I drew up a mental plan of action for the Dodgers at the outset of the fourth inning. I had mostly given up hope that they would win, but not wishing to prematurely bury them I tried to imagine what could realistically happen to give the Dodgers a chance to pull even. It was a hard thing to imagine, given how overmatched both the offense and the pitching looked. To be sure Kershaw had struck out the side in the first inning, so even though his curveballs had yet to make more than a few cameo appearances in the strike zone there was hope here. So I thought, well, maybe he can hold the Phillies down for three scoreless innings, then turn things over to the bullpen. Kershaw is a talented pitcher; he just had to start finding the strike zone more often.
On the offensive side things were more difficult. Hamels just looked unhittable. Only a really terrific at bat by Blake had allowed the Dodgers to score at all: I was stunned and impressed when he muscled that low, tough 1-2 fastball into left center for the RBI. Hamels' one weakness is that he gives up a lot of home runs, about 1.3 per nine innings, but aside from Manny the Dodgers just don't have true home run hitters. It was harder for me to mentally write a reasonable offensive script to get the Dodgers into position for the win, so I just hoped that somehow they could score a run and bounce Hamels from the game by the eighth inning. Somehow being a failure of imagination, or a grim recongnition of how good Hamels was.
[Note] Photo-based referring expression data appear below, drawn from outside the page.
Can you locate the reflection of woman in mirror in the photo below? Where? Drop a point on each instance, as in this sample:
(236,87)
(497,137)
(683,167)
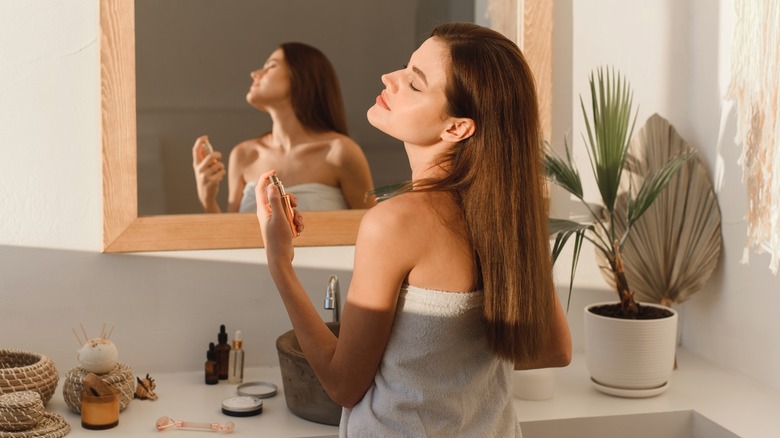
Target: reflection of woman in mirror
(308,143)
(452,285)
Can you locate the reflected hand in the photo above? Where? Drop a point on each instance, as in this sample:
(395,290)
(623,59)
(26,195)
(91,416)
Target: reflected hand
(209,172)
(274,227)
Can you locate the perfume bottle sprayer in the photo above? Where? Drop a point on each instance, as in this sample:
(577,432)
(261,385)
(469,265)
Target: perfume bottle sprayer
(286,204)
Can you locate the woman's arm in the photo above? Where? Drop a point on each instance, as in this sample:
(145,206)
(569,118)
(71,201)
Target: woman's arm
(209,172)
(354,174)
(236,183)
(345,366)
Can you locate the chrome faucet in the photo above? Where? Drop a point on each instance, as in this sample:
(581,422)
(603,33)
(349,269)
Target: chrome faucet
(332,297)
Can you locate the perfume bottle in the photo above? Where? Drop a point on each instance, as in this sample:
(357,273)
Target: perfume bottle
(212,376)
(236,361)
(223,353)
(288,210)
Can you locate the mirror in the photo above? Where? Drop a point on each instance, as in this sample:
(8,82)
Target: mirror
(125,231)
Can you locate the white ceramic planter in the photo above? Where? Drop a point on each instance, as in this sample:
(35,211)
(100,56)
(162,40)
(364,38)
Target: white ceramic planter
(631,358)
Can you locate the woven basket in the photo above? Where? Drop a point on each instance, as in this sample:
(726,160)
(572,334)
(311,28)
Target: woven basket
(50,426)
(121,378)
(25,371)
(21,410)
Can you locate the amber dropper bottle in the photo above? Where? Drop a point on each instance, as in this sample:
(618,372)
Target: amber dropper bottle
(286,204)
(223,353)
(212,377)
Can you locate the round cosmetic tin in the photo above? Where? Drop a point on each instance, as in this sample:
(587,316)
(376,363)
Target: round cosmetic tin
(242,406)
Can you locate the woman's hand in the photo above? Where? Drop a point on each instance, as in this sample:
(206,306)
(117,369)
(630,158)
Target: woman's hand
(209,171)
(274,227)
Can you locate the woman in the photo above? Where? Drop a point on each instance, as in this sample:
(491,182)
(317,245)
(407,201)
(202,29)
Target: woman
(452,284)
(308,143)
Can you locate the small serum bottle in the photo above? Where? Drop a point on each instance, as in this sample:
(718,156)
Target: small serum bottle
(286,204)
(236,361)
(223,353)
(212,377)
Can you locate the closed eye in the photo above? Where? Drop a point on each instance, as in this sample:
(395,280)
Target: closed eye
(411,82)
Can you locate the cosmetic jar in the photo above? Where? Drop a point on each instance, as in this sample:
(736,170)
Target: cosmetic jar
(99,412)
(257,389)
(242,406)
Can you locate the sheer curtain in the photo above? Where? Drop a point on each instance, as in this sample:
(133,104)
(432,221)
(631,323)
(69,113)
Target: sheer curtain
(755,87)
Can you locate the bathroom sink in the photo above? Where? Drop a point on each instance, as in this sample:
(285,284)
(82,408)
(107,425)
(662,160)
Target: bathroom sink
(303,392)
(674,424)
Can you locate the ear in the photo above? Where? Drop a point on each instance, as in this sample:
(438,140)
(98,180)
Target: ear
(458,129)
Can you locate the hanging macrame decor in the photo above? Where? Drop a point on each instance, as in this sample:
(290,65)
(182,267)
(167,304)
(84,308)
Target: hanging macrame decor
(755,87)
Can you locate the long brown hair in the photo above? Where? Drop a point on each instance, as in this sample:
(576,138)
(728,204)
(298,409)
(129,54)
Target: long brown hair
(497,178)
(316,94)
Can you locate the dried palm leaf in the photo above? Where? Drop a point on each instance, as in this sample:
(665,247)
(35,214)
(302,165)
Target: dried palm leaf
(674,247)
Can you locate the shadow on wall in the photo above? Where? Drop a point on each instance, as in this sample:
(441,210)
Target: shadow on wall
(164,311)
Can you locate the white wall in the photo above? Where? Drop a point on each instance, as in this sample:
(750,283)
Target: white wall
(166,310)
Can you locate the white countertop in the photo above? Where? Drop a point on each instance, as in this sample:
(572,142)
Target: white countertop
(737,403)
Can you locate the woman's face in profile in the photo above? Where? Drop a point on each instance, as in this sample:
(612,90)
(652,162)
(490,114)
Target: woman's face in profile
(270,84)
(412,106)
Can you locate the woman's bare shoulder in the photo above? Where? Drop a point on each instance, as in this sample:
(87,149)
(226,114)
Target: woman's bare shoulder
(395,215)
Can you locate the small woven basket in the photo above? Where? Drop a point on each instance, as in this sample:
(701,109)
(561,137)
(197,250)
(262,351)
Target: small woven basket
(121,378)
(21,410)
(50,426)
(25,371)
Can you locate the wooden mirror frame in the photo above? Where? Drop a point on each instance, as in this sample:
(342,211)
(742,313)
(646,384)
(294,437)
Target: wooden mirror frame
(125,231)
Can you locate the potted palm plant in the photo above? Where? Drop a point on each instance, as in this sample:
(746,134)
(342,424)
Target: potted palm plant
(630,346)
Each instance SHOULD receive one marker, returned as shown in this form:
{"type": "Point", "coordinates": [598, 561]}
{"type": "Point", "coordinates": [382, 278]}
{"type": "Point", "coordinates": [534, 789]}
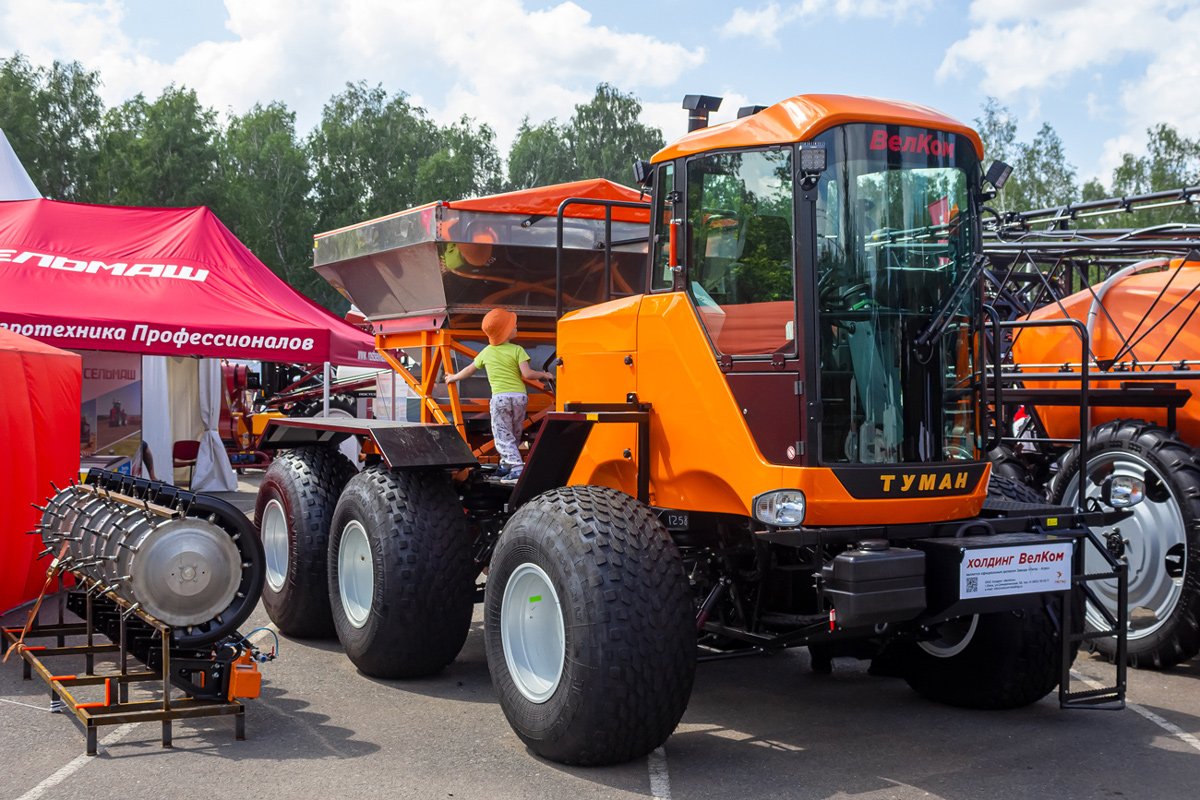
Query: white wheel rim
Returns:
{"type": "Point", "coordinates": [953, 637]}
{"type": "Point", "coordinates": [355, 573]}
{"type": "Point", "coordinates": [533, 633]}
{"type": "Point", "coordinates": [275, 545]}
{"type": "Point", "coordinates": [1156, 539]}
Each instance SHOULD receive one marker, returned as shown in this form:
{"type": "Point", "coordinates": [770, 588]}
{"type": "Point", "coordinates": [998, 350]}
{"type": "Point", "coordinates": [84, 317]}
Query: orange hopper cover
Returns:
{"type": "Point", "coordinates": [40, 426]}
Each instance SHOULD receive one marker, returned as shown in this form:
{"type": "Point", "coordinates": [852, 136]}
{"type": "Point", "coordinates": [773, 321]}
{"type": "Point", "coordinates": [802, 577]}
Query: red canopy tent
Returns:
{"type": "Point", "coordinates": [40, 425]}
{"type": "Point", "coordinates": [157, 282]}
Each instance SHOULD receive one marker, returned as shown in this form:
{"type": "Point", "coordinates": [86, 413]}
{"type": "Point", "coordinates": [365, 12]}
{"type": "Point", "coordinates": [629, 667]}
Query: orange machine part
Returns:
{"type": "Point", "coordinates": [799, 119]}
{"type": "Point", "coordinates": [1170, 335]}
{"type": "Point", "coordinates": [245, 680]}
{"type": "Point", "coordinates": [703, 457]}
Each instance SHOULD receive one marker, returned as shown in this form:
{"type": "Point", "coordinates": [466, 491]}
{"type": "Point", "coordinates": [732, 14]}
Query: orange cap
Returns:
{"type": "Point", "coordinates": [498, 324]}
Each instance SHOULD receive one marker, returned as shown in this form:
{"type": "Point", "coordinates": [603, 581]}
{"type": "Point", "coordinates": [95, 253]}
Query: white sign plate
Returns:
{"type": "Point", "coordinates": [1021, 570]}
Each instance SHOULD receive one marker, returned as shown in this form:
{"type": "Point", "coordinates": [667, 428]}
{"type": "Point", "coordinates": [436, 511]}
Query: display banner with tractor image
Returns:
{"type": "Point", "coordinates": [111, 415]}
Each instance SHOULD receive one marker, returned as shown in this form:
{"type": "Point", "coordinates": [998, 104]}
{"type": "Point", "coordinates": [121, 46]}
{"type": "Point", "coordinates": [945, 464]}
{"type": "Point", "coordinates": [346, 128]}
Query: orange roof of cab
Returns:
{"type": "Point", "coordinates": [802, 118]}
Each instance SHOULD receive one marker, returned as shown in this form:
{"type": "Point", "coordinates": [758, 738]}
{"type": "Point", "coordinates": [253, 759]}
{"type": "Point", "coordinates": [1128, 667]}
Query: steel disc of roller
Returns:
{"type": "Point", "coordinates": [185, 571]}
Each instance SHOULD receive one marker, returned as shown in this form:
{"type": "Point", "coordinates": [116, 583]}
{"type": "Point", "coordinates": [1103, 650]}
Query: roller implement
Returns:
{"type": "Point", "coordinates": [768, 429]}
{"type": "Point", "coordinates": [167, 576]}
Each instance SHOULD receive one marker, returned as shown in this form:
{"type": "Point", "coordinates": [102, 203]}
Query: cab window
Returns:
{"type": "Point", "coordinates": [664, 186]}
{"type": "Point", "coordinates": [742, 274]}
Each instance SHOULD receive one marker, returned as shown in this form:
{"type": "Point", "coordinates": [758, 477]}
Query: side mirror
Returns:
{"type": "Point", "coordinates": [1122, 491]}
{"type": "Point", "coordinates": [997, 174]}
{"type": "Point", "coordinates": [643, 173]}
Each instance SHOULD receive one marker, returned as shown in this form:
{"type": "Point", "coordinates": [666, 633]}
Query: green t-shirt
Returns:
{"type": "Point", "coordinates": [503, 366]}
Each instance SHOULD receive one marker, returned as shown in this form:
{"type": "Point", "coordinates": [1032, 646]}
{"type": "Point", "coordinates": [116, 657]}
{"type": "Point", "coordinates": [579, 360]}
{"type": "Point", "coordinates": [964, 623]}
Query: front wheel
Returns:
{"type": "Point", "coordinates": [591, 641]}
{"type": "Point", "coordinates": [1003, 660]}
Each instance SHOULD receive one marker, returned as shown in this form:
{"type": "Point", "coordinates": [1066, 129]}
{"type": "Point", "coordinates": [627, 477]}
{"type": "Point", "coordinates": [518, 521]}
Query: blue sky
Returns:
{"type": "Point", "coordinates": [1099, 71]}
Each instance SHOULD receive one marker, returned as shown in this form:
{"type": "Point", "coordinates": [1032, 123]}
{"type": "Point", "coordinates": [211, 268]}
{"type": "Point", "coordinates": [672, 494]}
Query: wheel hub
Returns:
{"type": "Point", "coordinates": [275, 545]}
{"type": "Point", "coordinates": [355, 573]}
{"type": "Point", "coordinates": [533, 633]}
{"type": "Point", "coordinates": [1149, 540]}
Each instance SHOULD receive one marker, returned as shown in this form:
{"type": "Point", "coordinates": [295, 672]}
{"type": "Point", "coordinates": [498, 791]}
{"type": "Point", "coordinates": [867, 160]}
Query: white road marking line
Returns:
{"type": "Point", "coordinates": [660, 781]}
{"type": "Point", "coordinates": [71, 767]}
{"type": "Point", "coordinates": [1174, 729]}
{"type": "Point", "coordinates": [36, 708]}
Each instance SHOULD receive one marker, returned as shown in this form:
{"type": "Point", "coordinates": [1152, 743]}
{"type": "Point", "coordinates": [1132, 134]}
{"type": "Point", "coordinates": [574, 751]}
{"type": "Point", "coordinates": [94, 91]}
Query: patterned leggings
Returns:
{"type": "Point", "coordinates": [508, 417]}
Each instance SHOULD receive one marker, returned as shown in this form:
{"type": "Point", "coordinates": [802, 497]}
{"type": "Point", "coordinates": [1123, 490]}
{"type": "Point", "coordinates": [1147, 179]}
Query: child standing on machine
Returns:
{"type": "Point", "coordinates": [507, 364]}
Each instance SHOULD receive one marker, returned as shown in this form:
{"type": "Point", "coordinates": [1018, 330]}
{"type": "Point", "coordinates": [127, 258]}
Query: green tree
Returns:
{"type": "Point", "coordinates": [540, 156]}
{"type": "Point", "coordinates": [51, 118]}
{"type": "Point", "coordinates": [268, 196]}
{"type": "Point", "coordinates": [1042, 175]}
{"type": "Point", "coordinates": [466, 164]}
{"type": "Point", "coordinates": [1047, 179]}
{"type": "Point", "coordinates": [366, 152]}
{"type": "Point", "coordinates": [606, 136]}
{"type": "Point", "coordinates": [161, 154]}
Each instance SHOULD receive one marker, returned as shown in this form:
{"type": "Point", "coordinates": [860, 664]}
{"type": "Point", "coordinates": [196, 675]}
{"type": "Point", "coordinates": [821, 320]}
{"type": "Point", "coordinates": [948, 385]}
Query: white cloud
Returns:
{"type": "Point", "coordinates": [1025, 47]}
{"type": "Point", "coordinates": [495, 60]}
{"type": "Point", "coordinates": [765, 22]}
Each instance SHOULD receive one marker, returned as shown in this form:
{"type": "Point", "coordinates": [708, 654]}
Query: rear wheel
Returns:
{"type": "Point", "coordinates": [1162, 539]}
{"type": "Point", "coordinates": [988, 661]}
{"type": "Point", "coordinates": [591, 637]}
{"type": "Point", "coordinates": [294, 506]}
{"type": "Point", "coordinates": [1013, 489]}
{"type": "Point", "coordinates": [401, 583]}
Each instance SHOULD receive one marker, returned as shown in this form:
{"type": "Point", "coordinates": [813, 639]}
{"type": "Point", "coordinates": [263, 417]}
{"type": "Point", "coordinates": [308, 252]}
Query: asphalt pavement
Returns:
{"type": "Point", "coordinates": [761, 727]}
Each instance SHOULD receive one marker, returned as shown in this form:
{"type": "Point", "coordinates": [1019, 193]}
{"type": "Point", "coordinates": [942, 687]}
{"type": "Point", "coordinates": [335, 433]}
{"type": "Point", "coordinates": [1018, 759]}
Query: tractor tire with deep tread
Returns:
{"type": "Point", "coordinates": [627, 654]}
{"type": "Point", "coordinates": [412, 612]}
{"type": "Point", "coordinates": [1013, 489]}
{"type": "Point", "coordinates": [1005, 463]}
{"type": "Point", "coordinates": [1163, 539]}
{"type": "Point", "coordinates": [1011, 660]}
{"type": "Point", "coordinates": [295, 500]}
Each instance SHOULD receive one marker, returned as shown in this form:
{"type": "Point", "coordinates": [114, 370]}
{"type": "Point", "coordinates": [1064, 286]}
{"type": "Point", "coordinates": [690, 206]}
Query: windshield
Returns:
{"type": "Point", "coordinates": [894, 233]}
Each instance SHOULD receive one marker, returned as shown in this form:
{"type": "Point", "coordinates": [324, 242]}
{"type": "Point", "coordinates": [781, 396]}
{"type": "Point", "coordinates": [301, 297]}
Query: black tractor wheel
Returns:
{"type": "Point", "coordinates": [1162, 539]}
{"type": "Point", "coordinates": [401, 577]}
{"type": "Point", "coordinates": [589, 627]}
{"type": "Point", "coordinates": [1013, 489]}
{"type": "Point", "coordinates": [294, 506]}
{"type": "Point", "coordinates": [1003, 660]}
{"type": "Point", "coordinates": [1005, 463]}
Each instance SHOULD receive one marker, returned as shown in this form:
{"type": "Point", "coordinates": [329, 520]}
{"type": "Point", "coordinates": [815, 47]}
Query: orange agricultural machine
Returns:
{"type": "Point", "coordinates": [768, 429]}
{"type": "Point", "coordinates": [1123, 372]}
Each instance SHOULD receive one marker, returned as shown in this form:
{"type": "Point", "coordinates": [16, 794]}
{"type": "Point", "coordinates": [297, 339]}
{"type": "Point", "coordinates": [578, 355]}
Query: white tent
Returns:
{"type": "Point", "coordinates": [15, 184]}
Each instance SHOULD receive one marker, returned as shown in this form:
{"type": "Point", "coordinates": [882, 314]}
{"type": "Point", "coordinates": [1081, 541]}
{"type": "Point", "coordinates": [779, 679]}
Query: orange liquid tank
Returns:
{"type": "Point", "coordinates": [1122, 331]}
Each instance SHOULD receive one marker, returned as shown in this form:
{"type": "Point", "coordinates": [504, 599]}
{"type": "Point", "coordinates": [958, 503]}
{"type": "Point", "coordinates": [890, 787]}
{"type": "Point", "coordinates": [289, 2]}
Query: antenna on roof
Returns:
{"type": "Point", "coordinates": [700, 107]}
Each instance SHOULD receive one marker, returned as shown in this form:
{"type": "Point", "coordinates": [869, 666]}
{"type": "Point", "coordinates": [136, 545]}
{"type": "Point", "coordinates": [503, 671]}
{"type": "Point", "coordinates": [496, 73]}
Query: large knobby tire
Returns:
{"type": "Point", "coordinates": [294, 506]}
{"type": "Point", "coordinates": [589, 627]}
{"type": "Point", "coordinates": [1162, 535]}
{"type": "Point", "coordinates": [1003, 660]}
{"type": "Point", "coordinates": [1008, 488]}
{"type": "Point", "coordinates": [401, 577]}
{"type": "Point", "coordinates": [1005, 463]}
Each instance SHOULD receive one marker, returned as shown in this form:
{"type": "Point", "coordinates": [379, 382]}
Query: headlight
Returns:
{"type": "Point", "coordinates": [1122, 491]}
{"type": "Point", "coordinates": [781, 507]}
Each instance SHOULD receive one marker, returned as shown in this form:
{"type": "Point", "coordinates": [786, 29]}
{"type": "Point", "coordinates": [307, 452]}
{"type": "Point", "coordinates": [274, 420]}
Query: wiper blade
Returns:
{"type": "Point", "coordinates": [945, 313]}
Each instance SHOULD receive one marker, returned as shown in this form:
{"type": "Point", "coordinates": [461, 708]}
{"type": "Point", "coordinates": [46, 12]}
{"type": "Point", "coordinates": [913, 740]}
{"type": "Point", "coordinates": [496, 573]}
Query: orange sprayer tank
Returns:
{"type": "Point", "coordinates": [1169, 332]}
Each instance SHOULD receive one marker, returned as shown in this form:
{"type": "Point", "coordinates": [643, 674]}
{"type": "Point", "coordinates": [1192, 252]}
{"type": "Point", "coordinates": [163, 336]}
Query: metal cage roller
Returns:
{"type": "Point", "coordinates": [190, 560]}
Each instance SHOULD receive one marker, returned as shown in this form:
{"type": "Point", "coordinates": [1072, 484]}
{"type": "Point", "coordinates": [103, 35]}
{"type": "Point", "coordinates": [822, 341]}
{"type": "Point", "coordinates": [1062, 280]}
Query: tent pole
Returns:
{"type": "Point", "coordinates": [325, 390]}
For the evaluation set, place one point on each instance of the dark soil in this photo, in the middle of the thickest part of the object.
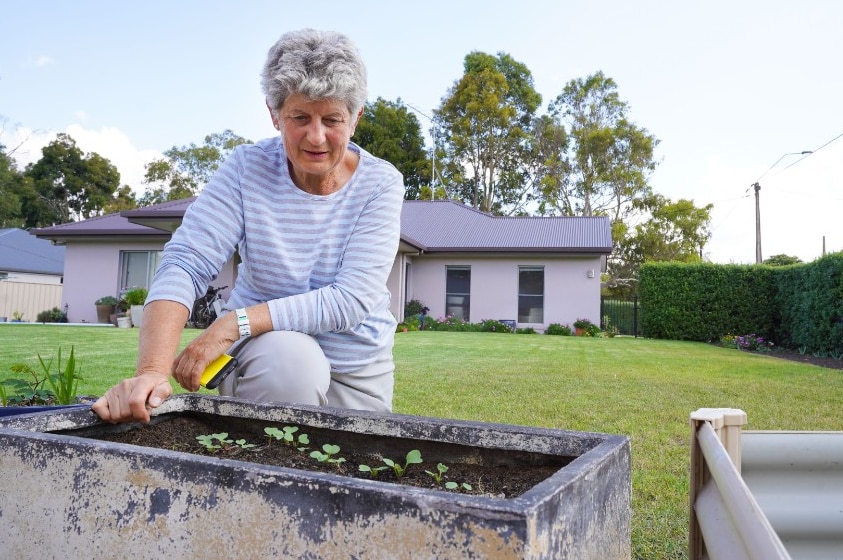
(179, 434)
(806, 358)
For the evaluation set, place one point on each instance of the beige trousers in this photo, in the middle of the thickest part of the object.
(289, 366)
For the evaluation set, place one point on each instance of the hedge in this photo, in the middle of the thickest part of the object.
(798, 306)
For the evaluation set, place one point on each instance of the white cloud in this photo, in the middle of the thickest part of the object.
(115, 146)
(43, 60)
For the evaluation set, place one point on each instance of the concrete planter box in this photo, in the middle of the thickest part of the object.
(66, 494)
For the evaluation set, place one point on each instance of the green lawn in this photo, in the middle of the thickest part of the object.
(645, 389)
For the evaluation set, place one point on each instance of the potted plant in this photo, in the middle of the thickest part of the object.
(106, 306)
(135, 298)
(106, 495)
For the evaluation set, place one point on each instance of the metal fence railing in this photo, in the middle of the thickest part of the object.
(621, 314)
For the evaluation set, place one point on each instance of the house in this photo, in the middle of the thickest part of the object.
(31, 273)
(456, 260)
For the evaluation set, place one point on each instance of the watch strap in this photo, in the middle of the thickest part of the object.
(243, 322)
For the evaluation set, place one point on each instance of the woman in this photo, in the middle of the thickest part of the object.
(315, 220)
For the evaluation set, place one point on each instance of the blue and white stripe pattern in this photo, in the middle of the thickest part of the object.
(321, 262)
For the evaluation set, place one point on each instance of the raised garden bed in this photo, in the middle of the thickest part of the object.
(67, 488)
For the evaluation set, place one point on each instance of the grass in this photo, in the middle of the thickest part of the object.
(645, 389)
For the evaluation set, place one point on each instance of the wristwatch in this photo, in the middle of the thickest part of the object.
(243, 323)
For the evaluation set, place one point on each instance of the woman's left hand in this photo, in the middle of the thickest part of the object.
(204, 349)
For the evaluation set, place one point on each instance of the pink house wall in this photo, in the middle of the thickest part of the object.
(92, 270)
(569, 291)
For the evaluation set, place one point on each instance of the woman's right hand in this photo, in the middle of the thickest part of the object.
(133, 398)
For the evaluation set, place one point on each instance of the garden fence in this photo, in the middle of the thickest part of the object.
(621, 314)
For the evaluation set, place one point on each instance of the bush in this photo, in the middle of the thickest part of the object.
(53, 315)
(749, 342)
(492, 325)
(558, 329)
(415, 307)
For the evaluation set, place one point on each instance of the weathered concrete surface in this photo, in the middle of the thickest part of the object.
(68, 496)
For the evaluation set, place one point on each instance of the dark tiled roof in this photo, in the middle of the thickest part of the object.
(432, 226)
(21, 252)
(447, 226)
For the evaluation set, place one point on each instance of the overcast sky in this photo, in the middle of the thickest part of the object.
(733, 90)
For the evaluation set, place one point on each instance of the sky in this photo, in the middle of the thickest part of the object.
(733, 91)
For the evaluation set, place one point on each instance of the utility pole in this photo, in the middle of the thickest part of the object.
(757, 188)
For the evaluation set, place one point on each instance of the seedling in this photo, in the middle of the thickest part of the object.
(243, 444)
(220, 442)
(413, 458)
(373, 471)
(456, 486)
(440, 470)
(285, 435)
(329, 454)
(214, 442)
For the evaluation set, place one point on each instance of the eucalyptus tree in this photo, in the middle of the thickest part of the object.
(485, 133)
(608, 159)
(11, 182)
(390, 131)
(183, 171)
(66, 184)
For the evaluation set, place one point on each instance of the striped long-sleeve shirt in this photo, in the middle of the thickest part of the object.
(321, 262)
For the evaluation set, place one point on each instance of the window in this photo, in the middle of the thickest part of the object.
(458, 292)
(137, 268)
(531, 294)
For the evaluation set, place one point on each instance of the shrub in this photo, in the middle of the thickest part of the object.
(492, 325)
(415, 307)
(750, 342)
(53, 315)
(558, 329)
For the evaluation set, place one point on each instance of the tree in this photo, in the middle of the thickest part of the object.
(124, 199)
(184, 171)
(67, 185)
(484, 122)
(11, 182)
(389, 131)
(607, 160)
(781, 260)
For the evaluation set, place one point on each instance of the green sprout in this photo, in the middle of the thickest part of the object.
(413, 458)
(220, 442)
(440, 470)
(214, 442)
(373, 471)
(329, 454)
(286, 435)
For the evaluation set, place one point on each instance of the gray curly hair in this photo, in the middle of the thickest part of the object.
(316, 64)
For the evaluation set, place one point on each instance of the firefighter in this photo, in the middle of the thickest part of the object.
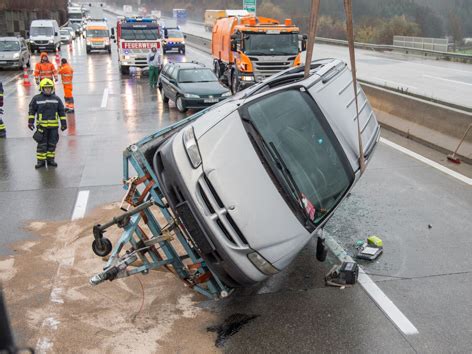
(67, 74)
(44, 69)
(48, 110)
(3, 129)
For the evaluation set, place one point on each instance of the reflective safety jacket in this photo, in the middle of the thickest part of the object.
(67, 73)
(48, 111)
(45, 70)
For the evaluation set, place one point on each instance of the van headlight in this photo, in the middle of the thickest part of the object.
(262, 264)
(191, 147)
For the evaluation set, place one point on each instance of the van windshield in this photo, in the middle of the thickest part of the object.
(9, 46)
(301, 150)
(41, 31)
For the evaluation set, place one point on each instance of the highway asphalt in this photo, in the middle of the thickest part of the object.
(421, 213)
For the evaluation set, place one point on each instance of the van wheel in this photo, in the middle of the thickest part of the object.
(180, 104)
(164, 98)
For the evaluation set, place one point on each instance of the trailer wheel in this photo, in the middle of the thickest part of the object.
(102, 248)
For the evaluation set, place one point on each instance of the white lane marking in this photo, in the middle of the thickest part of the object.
(50, 324)
(375, 293)
(427, 161)
(104, 98)
(395, 83)
(448, 80)
(80, 205)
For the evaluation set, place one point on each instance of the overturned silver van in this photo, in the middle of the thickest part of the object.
(254, 177)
Indeed Hamels was terrific through the fifth, but Kershaw also turned his night around with a flurry of strikeouts and the rout was postponed. That is talent, but it is also character, if such a thing exists in a baseball game performance. After tonight I would like to think it does. If I am going to harbor dark thoughts about Dodger players' will to win after assorted defensive and pitcher malfunctions last weekend to drop two heart-breakers to the Giants, then I must at least allow for the opposite qualities, and celebrate them to the fullest. Kershaw gave the offense a fighting chance, a target they could reasonably aim for.
They might have got it all back against Hamels in the sixth. The entire team seemed to rise up offensively in that inning. That was the offense's moment of character. But Kent's ball was caught at the wall, and Martin's ball was snared, and only one run was scored. Nevertheless the damage was done. Hamels was mortally wounded, his arm nearly spent, and he could not remain much longer on the battlefield. He left after seven, up only one and the outcome very much in doubt. My desperately imagined plan had come to pass, and the Dodgers no longer seemed like inevitable losers. The Dodgers would go on to win 4-3, off of runs scored in the eighth and ninth innings, but it is not for those innings that I will remember this game as a great victory in 2008. It was the middle three innings, when the overmatched Dodgers turned the game around and made the comeback possible. When they played like a team full of character and the will to win and every other cliche that may not make rational sense but regardless passes through the minds of most fans. Being a fan is not a rational thing after all. What a victory, what a game to savor.